Plus encore, si l’on veut faire œuvre de pédagogie, pourquoi est-ce que la “décroissance” comme théorie du lien homme/nature se trouve ici absente, alors même qu’elle constitue une des branches les plus vivantes de la réflexion écologique en France? Ne serait-ce pas parce qu’un des pères de cette doctrine, Nicholas Goergescu-Roegen, se trouve être un économiste des plus rationalistes? Et que son approche, “bioéconomique”, peut être dite dans le fond cartésienne, puisqu’elle se fonde sur les principes d’une science, issue de Bacon, de Galilée et de toute cette clique rationaliste assez peu chère au cœur d’Anne Dalsuet apparemment, pour nous prédire une impasse planétaire à notre mode de développement?
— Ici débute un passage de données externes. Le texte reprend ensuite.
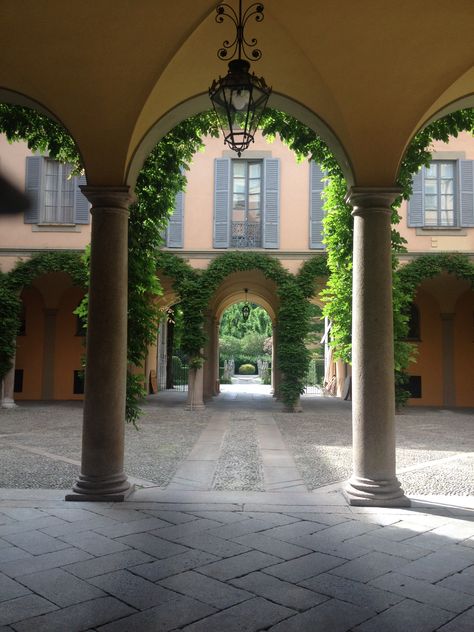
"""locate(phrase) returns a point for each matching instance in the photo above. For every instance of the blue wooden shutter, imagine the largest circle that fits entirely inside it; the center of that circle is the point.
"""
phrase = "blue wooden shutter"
(416, 201)
(466, 190)
(81, 203)
(316, 213)
(34, 172)
(271, 208)
(174, 232)
(221, 202)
Pourquoi par ailleurs avoir oublié des auteurs français comme Jacques Ellul, Ivan Illich, ou René Dumont? et j’en oublie sans doute. Est-il nécessaire d’avoir été ou d’être enseignant dans une université anglo-saxonne pour être digne de considération?

Bref, au total un livre à ne pas conseiller aux étudiants et encore moins aux lycéens,  tout au moins comme initiation – significatif en revanche d’une évolution chez certains philosophes -, mais il me fallait bien le lire pour m’en rendre compte. C’est cela aussi le travail d’enseignant-chercheur, savoir perdre son temps.